The most recent analysis from the Congressional Budget Office said about 13 million people would have coverage through Obamacare's insurance exchanges next year. But HHS officials believe that number will be considerably smaller — between 9 million and 10 million people.

Although the administration's estimates are lower than CBO's, it's also noteworthy that HHS has, finally, set firm, public benchmarks. During the first open-enrollment period, the White House drove a lot of very reasonable people crazy by refusing to say how many people it thought would sign up. Officials distanced themselves from CBO's numbers but wouldn't offer up their own estimates. Now they have.

HHS officials told reporters Monday that their estimates for 2015 are lower than CBO's because they believe the law will take longer to "ramp up."

CBO has consistently said that it expects enrollment to steadily climb for three years, then level off at about 25 million people.

But HHS officials said they believe that process will take longer than three years — more like four to five — based on their analysis of other programs, such as the Children's Health Insurance Program. They also don't think people will move as quickly from employer-based coverage into the exchanges.

Both estimates — CBO's 13 million and HHS's 9 million to 10 million — include current enrollees who keep their coverage, as well as new sign-ups. Roughly 7 million people have coverage through the exchanges now, and HHS expects about 6 million of them to renew.
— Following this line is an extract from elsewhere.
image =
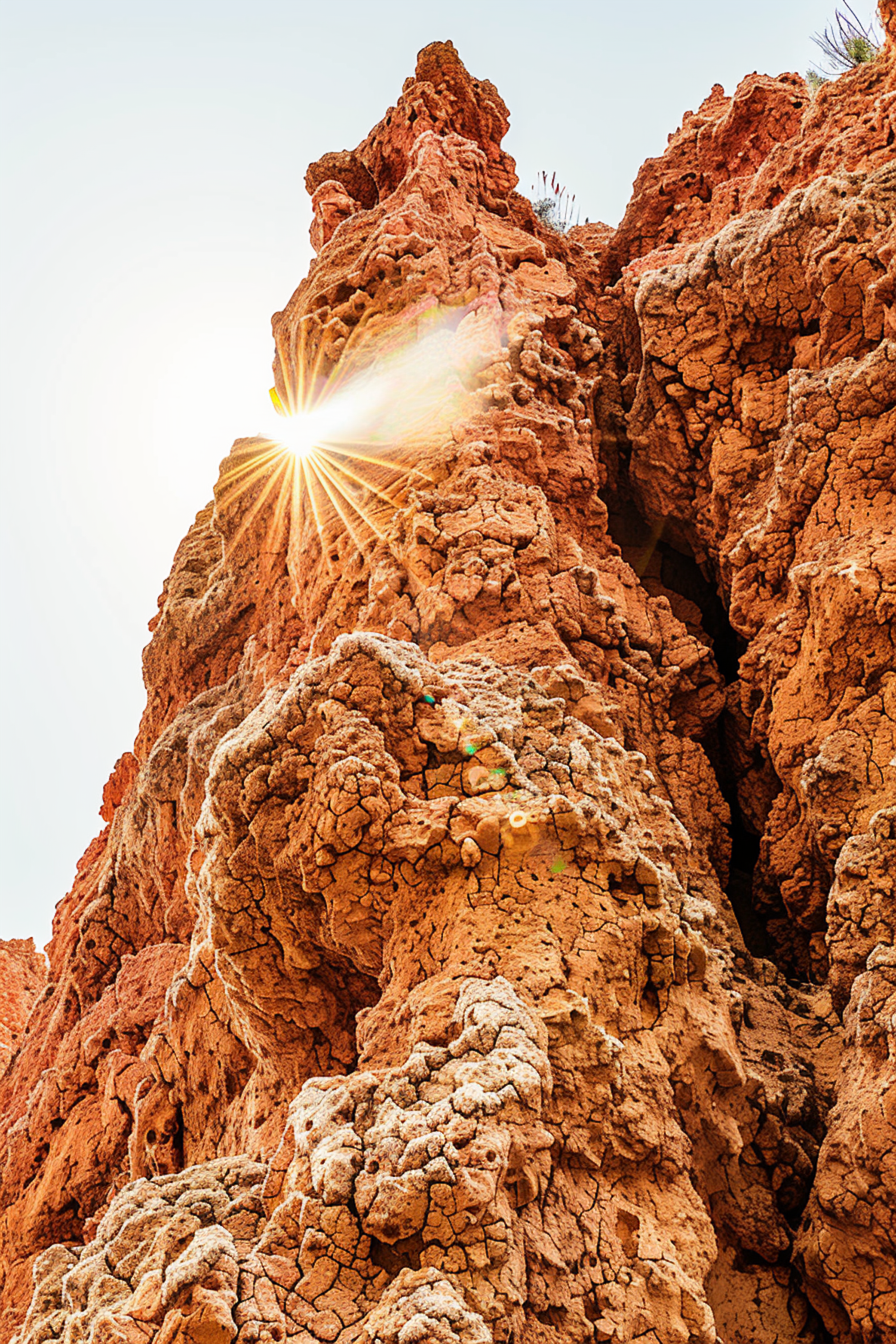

But the individual insurance market is fluid — people move in and out as they lose or gain a job, or as changes in their income cause them to float between the exchanges and Medicaid — so it's hard to pin down how many people will stay in the market for a full year.

HHS said it expects that most people who move into the exchanges next year will have been previously uninsured. Although the department has not said how many of this year's enrollees were uninsured and how many simply had their existing plans canceled, a slew of independent surveys have shown a steep drop in the number of uninsured Americans since the law's core provisions took effect.

The second open-enrollment period, which begins Saturday, ends Feb. 15.